Hierarchical Delay Attribution Classification using Unstructured Text in Train Management Systems
Anton Borg, Per Lingvall, Martin Svensson
TL;DR
This work tackles automating Swedish railway delay attribution coding, a manually performed task across ~200 hierarchical codes with a 9-day finalization window. It adopts a TF-IDF representation of unstructured delay reports and compares Random Forest and SVM classifiers, augmented with conformal prediction, in both flat and hierarchical multi-level setups. Results show that hierarchical classification improves performance over flat approaches at Levels 2 and 3, with RF and SVM approaching, but not matching, the manual operator (TKL) performance, highlighting practical value as a decision-support tool and uncertainty estimator. The study demonstrates feasibility and offers a path toward more reliable, faster coding, while outlining directions for future enhancements such as transformer-based text representations and improved explainability to further close the gap with human experts.
Abstract
EU directives stipulate a systematic follow-up of train delays.
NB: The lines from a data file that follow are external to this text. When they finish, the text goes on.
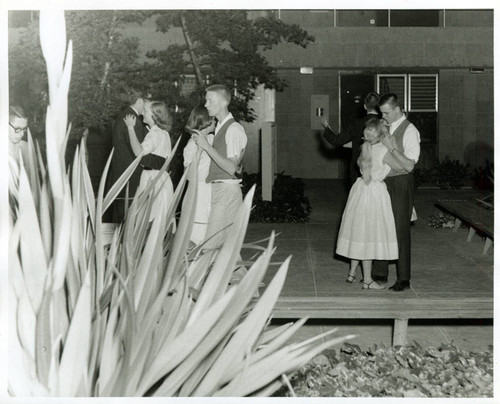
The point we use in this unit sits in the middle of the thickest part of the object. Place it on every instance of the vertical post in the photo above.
(400, 331)
(268, 153)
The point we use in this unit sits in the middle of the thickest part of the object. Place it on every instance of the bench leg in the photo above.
(400, 331)
(472, 231)
(487, 245)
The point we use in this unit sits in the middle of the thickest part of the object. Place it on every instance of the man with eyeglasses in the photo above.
(18, 128)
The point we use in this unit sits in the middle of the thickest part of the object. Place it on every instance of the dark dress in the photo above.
(123, 156)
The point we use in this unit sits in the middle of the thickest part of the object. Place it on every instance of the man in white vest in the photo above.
(226, 154)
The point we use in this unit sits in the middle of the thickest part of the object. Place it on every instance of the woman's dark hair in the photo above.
(161, 115)
(15, 111)
(198, 118)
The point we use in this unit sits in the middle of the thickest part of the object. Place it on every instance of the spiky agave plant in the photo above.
(143, 315)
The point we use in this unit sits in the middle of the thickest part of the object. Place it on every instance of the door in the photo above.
(353, 89)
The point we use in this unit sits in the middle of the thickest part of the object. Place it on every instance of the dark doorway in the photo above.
(353, 89)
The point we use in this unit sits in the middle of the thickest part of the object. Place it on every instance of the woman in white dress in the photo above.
(368, 230)
(199, 122)
(157, 141)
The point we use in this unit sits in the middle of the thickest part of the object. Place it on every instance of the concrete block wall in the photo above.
(465, 100)
(301, 152)
(466, 115)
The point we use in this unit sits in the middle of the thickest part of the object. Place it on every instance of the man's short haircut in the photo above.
(391, 99)
(371, 100)
(221, 90)
(15, 111)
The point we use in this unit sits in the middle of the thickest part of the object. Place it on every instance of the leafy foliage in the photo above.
(223, 47)
(289, 203)
(446, 174)
(105, 63)
(140, 312)
(483, 176)
(410, 371)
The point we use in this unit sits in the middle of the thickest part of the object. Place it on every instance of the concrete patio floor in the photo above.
(443, 264)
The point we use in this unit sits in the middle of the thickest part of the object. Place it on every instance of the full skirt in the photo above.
(368, 230)
(163, 192)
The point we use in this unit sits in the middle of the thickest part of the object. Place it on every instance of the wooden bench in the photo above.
(398, 309)
(476, 215)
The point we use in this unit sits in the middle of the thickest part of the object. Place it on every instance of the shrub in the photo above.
(483, 176)
(450, 174)
(289, 203)
(446, 174)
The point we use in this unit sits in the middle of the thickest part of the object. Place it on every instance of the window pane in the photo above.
(414, 18)
(393, 84)
(423, 93)
(362, 18)
(19, 18)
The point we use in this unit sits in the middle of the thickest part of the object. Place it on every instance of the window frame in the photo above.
(436, 103)
(405, 77)
(407, 89)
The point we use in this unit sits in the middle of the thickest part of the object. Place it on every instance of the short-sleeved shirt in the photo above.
(236, 138)
(411, 139)
(157, 141)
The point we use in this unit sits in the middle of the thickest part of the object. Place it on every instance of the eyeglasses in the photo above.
(17, 130)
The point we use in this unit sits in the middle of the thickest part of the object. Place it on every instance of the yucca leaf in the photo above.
(269, 335)
(279, 340)
(247, 333)
(45, 219)
(174, 353)
(32, 171)
(195, 378)
(179, 317)
(22, 375)
(181, 241)
(74, 359)
(245, 290)
(62, 235)
(148, 262)
(269, 390)
(283, 361)
(23, 310)
(32, 252)
(87, 185)
(110, 348)
(60, 319)
(43, 339)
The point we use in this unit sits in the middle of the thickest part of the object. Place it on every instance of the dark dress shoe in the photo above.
(379, 278)
(400, 285)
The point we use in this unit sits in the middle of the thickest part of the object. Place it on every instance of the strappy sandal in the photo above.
(373, 285)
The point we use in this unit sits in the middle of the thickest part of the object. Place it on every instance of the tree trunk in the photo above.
(107, 65)
(194, 58)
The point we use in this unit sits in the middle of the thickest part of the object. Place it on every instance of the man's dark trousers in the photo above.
(401, 189)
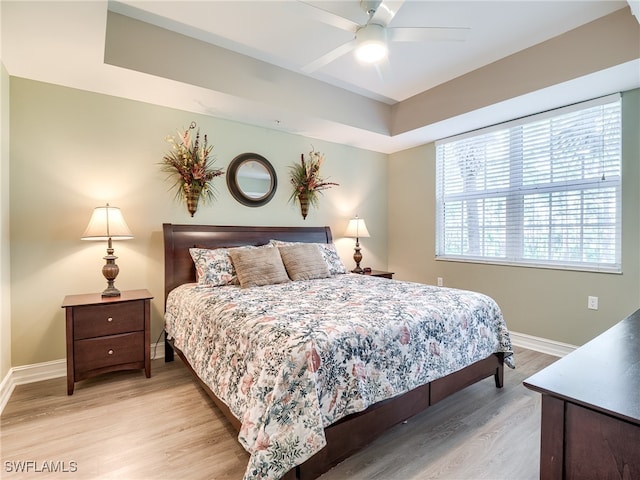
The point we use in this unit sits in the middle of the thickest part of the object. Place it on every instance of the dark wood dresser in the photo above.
(105, 334)
(591, 408)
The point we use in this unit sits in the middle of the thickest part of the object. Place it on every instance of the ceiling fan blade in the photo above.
(319, 14)
(386, 11)
(428, 34)
(327, 58)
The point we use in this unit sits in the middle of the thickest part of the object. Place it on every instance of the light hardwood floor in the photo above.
(123, 425)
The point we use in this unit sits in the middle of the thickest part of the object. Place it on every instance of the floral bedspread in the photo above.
(293, 358)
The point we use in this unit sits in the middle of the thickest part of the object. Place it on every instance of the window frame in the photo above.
(515, 251)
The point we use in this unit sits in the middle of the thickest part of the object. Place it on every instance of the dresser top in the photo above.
(603, 374)
(98, 299)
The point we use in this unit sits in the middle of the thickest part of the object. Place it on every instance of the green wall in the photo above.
(72, 150)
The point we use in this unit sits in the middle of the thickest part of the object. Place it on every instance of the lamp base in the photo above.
(357, 257)
(110, 271)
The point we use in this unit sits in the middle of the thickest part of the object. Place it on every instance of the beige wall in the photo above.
(5, 284)
(551, 304)
(72, 150)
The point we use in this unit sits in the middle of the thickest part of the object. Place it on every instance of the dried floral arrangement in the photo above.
(307, 182)
(191, 165)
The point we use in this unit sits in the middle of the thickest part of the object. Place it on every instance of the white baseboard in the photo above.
(46, 371)
(58, 368)
(542, 345)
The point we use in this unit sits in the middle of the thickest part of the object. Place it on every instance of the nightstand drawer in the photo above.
(97, 320)
(103, 352)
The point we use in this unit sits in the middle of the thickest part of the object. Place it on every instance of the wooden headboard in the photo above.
(178, 239)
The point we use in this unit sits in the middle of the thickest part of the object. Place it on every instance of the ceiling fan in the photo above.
(370, 40)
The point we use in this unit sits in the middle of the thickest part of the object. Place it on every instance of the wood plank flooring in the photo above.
(123, 425)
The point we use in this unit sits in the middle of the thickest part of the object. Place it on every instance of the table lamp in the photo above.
(107, 223)
(356, 229)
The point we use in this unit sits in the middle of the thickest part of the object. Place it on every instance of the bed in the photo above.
(341, 377)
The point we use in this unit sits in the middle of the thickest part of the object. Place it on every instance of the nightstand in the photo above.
(380, 273)
(106, 334)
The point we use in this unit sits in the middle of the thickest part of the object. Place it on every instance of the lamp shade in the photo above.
(357, 228)
(105, 223)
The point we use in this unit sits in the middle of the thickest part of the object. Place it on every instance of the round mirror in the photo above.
(251, 179)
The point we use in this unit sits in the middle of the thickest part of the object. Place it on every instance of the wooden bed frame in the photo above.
(355, 431)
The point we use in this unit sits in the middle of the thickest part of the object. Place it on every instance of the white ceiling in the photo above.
(64, 43)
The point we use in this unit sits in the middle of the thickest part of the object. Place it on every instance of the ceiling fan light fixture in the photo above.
(371, 43)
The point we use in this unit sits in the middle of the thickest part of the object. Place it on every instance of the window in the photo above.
(540, 191)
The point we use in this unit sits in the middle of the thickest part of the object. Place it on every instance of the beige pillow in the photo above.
(304, 261)
(258, 266)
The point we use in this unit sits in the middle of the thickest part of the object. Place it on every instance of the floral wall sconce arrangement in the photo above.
(191, 166)
(307, 182)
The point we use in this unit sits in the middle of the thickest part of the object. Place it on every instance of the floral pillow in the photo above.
(213, 267)
(328, 252)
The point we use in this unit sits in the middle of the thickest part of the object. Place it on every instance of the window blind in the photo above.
(539, 191)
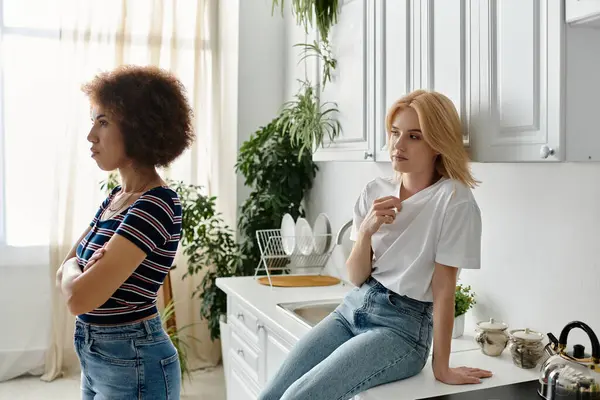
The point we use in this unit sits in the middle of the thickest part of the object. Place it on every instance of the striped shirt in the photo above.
(152, 223)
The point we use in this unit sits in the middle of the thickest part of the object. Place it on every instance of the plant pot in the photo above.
(459, 326)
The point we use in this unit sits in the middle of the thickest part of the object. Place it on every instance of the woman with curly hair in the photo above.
(141, 120)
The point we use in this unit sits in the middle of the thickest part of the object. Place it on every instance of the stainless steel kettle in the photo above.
(570, 375)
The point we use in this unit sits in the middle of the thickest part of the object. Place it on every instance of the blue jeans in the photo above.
(374, 337)
(132, 361)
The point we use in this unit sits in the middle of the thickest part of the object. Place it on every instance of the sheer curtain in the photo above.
(97, 35)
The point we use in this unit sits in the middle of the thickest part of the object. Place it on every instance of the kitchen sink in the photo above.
(310, 313)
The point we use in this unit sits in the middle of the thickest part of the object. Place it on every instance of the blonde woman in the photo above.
(412, 234)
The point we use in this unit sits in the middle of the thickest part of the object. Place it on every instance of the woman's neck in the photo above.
(135, 180)
(414, 182)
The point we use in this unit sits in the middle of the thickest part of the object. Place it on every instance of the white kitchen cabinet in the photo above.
(252, 350)
(583, 12)
(521, 106)
(352, 84)
(239, 385)
(276, 350)
(423, 45)
(524, 82)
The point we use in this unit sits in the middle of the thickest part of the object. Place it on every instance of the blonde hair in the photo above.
(442, 131)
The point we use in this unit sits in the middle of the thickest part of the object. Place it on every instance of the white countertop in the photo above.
(465, 351)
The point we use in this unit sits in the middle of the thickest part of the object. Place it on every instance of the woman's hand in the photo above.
(462, 376)
(382, 212)
(95, 257)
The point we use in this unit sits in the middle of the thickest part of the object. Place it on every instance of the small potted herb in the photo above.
(464, 300)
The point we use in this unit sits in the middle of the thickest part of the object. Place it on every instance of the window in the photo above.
(31, 107)
(29, 41)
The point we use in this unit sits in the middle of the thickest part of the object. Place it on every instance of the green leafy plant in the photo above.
(178, 339)
(324, 12)
(320, 50)
(464, 300)
(209, 245)
(307, 122)
(279, 176)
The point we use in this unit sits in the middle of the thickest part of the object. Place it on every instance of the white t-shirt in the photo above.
(441, 223)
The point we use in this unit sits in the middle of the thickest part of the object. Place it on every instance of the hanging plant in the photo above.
(307, 122)
(322, 51)
(324, 12)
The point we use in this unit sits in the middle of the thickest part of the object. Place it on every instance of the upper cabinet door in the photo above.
(521, 112)
(352, 84)
(453, 53)
(393, 61)
(424, 45)
(584, 12)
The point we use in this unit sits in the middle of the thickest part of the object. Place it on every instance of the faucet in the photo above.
(343, 229)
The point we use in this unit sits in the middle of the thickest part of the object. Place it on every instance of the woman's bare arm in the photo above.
(359, 262)
(70, 255)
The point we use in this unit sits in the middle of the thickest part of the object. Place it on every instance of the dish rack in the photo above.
(273, 257)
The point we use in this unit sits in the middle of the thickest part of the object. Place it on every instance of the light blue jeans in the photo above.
(374, 337)
(132, 361)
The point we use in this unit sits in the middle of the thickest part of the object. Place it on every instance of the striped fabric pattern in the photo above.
(152, 223)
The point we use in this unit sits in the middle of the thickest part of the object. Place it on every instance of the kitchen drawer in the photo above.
(245, 317)
(245, 354)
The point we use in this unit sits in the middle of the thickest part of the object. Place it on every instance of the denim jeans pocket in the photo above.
(172, 375)
(114, 352)
(406, 305)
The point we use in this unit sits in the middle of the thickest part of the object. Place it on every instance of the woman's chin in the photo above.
(400, 166)
(104, 167)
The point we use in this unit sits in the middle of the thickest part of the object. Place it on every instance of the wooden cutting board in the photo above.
(299, 280)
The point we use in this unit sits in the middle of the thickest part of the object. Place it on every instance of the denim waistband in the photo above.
(146, 328)
(377, 286)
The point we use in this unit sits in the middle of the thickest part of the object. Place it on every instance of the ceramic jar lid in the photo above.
(492, 325)
(527, 335)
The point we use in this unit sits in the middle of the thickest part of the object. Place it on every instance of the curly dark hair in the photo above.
(151, 108)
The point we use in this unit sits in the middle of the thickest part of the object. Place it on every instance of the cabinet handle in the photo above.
(546, 151)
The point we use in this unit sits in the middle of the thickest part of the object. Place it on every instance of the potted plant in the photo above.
(464, 300)
(279, 175)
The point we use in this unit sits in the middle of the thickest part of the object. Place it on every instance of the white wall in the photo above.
(252, 78)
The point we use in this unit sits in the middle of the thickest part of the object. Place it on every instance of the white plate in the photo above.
(304, 237)
(288, 234)
(322, 233)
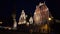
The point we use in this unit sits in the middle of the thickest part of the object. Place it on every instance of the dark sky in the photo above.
(16, 6)
(29, 7)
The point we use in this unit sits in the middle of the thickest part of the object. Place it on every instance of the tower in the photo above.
(31, 20)
(15, 23)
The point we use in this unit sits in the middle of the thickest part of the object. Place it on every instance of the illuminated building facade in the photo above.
(22, 19)
(41, 14)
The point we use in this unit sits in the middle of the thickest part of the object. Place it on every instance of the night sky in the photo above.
(16, 6)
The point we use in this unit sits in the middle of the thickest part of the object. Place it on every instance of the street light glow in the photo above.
(50, 19)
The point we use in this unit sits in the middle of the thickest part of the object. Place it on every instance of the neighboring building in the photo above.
(22, 19)
(31, 20)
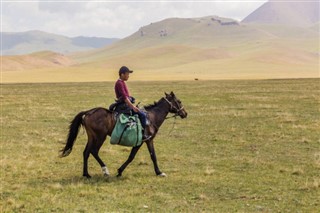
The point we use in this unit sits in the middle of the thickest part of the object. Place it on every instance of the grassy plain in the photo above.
(246, 146)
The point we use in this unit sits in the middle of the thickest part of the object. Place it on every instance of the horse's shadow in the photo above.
(95, 179)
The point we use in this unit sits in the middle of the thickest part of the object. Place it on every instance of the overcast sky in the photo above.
(111, 19)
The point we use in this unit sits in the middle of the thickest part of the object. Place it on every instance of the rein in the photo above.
(173, 116)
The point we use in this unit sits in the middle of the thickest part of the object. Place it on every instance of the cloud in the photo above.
(110, 18)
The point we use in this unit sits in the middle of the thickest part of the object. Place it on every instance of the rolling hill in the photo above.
(32, 41)
(198, 48)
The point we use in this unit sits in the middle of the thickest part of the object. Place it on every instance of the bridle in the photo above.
(172, 107)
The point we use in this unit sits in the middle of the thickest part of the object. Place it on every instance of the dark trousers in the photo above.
(142, 117)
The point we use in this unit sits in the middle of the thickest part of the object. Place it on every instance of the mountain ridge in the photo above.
(21, 43)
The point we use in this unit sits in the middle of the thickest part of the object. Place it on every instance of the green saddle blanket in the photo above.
(127, 131)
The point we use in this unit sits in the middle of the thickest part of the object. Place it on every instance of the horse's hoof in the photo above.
(162, 174)
(87, 176)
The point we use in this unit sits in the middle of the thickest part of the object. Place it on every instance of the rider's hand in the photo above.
(135, 109)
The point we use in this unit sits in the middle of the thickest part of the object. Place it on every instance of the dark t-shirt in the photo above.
(121, 90)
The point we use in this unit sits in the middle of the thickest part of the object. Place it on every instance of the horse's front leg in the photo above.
(133, 153)
(154, 159)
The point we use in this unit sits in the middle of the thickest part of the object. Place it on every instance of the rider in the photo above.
(123, 95)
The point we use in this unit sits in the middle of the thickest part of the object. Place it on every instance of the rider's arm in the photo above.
(133, 107)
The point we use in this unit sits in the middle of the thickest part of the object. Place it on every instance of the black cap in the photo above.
(124, 69)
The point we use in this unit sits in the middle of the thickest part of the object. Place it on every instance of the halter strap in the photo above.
(173, 107)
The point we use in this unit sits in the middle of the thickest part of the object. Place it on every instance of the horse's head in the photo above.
(176, 106)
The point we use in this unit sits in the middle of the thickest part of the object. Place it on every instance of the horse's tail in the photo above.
(73, 133)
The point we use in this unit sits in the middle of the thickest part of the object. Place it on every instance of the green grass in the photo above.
(246, 146)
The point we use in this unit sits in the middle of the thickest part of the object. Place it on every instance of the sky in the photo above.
(110, 19)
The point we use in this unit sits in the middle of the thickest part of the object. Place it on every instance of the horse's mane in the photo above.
(151, 106)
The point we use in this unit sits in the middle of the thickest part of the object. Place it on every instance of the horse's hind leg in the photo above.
(95, 153)
(86, 154)
(133, 153)
(154, 159)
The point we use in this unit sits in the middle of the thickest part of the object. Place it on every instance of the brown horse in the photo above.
(99, 123)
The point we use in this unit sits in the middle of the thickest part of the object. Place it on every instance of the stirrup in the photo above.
(146, 137)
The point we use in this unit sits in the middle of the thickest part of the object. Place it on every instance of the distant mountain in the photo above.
(289, 13)
(32, 41)
(184, 49)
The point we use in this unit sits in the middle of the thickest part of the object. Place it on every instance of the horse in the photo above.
(100, 122)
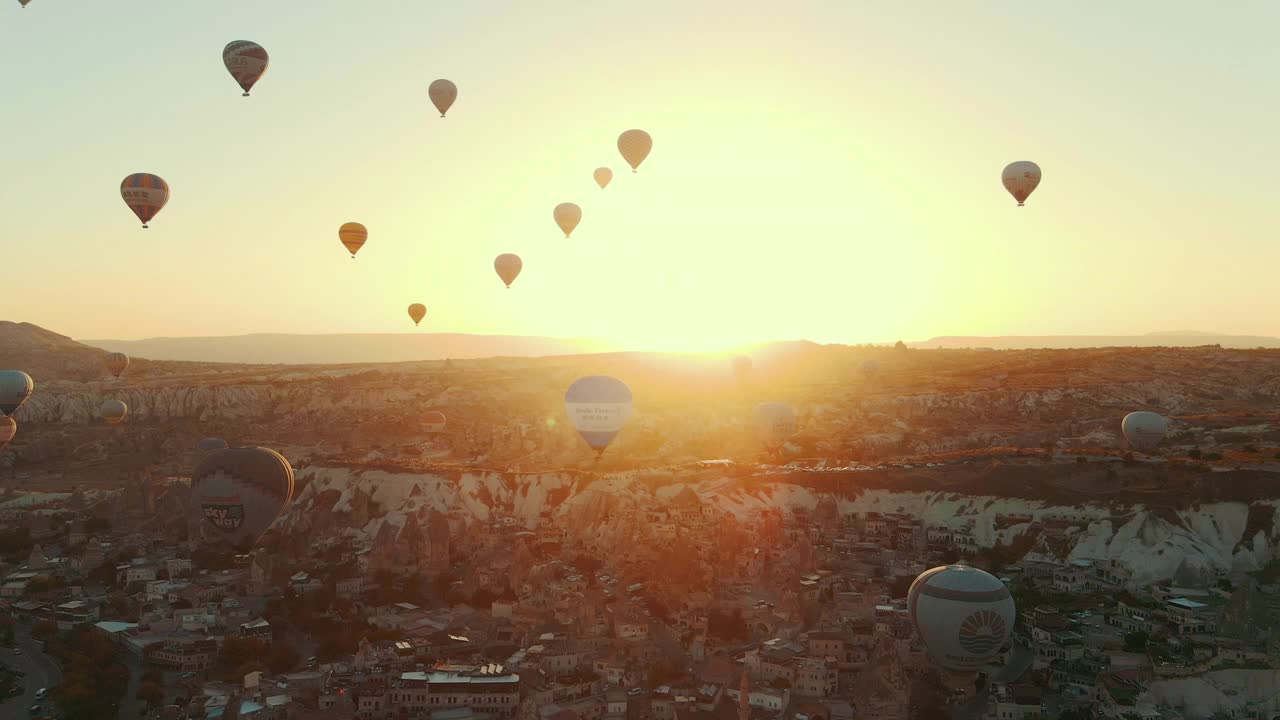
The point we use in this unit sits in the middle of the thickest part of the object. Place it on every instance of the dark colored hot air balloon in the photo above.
(241, 492)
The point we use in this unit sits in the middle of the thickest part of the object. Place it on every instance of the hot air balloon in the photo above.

In Sweden, the Swedish Transport Administration registers and assigns an appropriate delay attribution code. However, this delay attribution code is assigned manually, which is a complex task. In this paper, a machine learning-based decision support for assigning delay attribution codes based on event descriptions is investigated. The text is transformed using TF-IDF, and two models, Random Forest and Support Vector Machine, are evaluated against a random uniform classifier and the classification performance of the Swedish Transport Administration. Further, the problem is modeled as both a hierarchical and flat approach. The results indicate that a hierarchical approach performs better than a flat approach. Both approaches perform better than the random uniform classifier but perform worse than the manual classification.